Il gruppo al completo, fotografata in occasione dell’uscita dell’album

L’origine del cambiamento

Riguardo a Granduciel c’è una piccola – ma non troppo – novità, che ha profondamente influenzato tutta la sua persona e il suo rapporto con la propria musica.

Nel luglio 2019, è diventato padre (ed ha chiamato il figlio Bruce, dimostrando che Springsteen è un’importante influenza su tutta la sua vita, non solo sulla sua musica).

Adam Granduciel (pseudonimo di Adam Granofsky) è cresciuto, è maturato e con lui il è maturato anche il suo modo di scrivere.

Non c’è più traccia di autocommiserazione nelle sue parole, ma una ritrovata stabilità nel cambiamento, nella crescita. I testi sono così più ancorati alla realtà e, pur affrontando sempre i temi cari al frontman tra cui l’amore, la sofferenza, la memoria, la morte, lo fanno con una nuova lucidità, imperniata sul nucleo centrale del cambiamento. Nucleo centrale che è perfettamente in sintonia con le novità presenti nei pezzi, tra cui cori, collaborazioni e riff che nella loro semplicità catturano l’ascoltatore in uno spazio sonoro, in cui ogni strumento – voce compresa – si inserisce perfettamente.

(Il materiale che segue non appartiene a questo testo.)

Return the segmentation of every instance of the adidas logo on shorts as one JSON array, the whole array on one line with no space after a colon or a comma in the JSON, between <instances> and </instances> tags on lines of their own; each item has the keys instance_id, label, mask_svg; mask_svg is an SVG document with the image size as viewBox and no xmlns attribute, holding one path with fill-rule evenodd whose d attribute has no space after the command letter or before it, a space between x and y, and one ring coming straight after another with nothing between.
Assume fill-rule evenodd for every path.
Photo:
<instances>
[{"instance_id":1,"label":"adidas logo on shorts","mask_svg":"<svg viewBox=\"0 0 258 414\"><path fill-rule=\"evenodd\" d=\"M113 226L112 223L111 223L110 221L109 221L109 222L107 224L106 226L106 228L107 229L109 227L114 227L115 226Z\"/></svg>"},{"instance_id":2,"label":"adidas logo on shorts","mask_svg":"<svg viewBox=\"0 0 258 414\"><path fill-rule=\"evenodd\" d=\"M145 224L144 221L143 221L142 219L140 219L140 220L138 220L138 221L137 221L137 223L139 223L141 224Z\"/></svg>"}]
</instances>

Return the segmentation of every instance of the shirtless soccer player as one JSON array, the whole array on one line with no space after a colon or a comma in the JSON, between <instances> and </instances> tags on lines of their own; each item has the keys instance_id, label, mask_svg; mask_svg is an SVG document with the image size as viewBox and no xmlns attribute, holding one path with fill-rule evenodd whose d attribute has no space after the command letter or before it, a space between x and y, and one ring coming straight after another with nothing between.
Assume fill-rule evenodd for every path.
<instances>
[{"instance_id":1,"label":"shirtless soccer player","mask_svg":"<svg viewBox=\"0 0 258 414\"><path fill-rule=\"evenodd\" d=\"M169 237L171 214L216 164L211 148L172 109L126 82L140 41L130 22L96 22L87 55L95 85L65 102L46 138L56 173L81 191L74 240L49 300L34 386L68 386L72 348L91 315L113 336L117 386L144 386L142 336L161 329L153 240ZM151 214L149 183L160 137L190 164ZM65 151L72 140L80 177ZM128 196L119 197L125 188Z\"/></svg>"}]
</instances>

Un complesso di accorgimenti strutturali e di missaggio che danno più respiro alle tracce e confermano la maturità del gruppo, solidificando l’alchimia di cui si nutre la loro musica.

Dio è nei dettagli

Dalla canzone di apertura, la dolce e sussurrata Living Proof, passando per le tracce più innovative come I Don’t Wanna Wait (con suoni che ricordano un Phil Collins solista) per giungere fino alla chiusura di Occasional Rain, l’intero album è un viaggio attraverso l’incertezza, la paura, la solitudine, che una volta concluso rivela una rinnovata stabilità, una nuova saggezza, insieme alla semplice bellezza che sprigiona da ogni canzone, grazie alla chimica perfetta degli arrangiamenti e dell’orchestrazione di tutte quelle piccole novità di cui questo lavoro è pieno.

Se a un primo ascolto superficiale quest’ultimo album può risultare fin troppo simile ai precedenti, è nell’ascolto approfondito che si riescono a individuare i cambiamenti sottili, i piccoli dettagli che, una volta riconosciuti, liberano tutta la loro forza travolgente.

Un piede nel passato e lo sguardo verso il futuro

Quest’ultimo lavoro, insomma, va assaporato, ascoltato e riascoltato. Ma se proprio vi dovesse mancare il tempo, se per qualche motivo doveste scegliere di ascoltare una sola canzone che riassumesse il più possibile i contenuti del disco, dovrebbe senz’altro essere la title track, che racchiude il nocciolo della questione generatrice dell’album.

I Don’t Live Here Anymore, grazie anche al contributo della band Lucius, libera in tutta la potenza del ritornello il piacere e il dolore del cambiamento, illuminando di una nuova luce il viaggio della band attraverso il tempo. Una canzone che afferma a pieni polmoni che non importa quanto la cerchi nel passato, la risposta è sempre nel futuro.

Ed è lì che, nonostante la nostalgia degli anni Ottanta, ci stanno accompagnando i War On Drugs.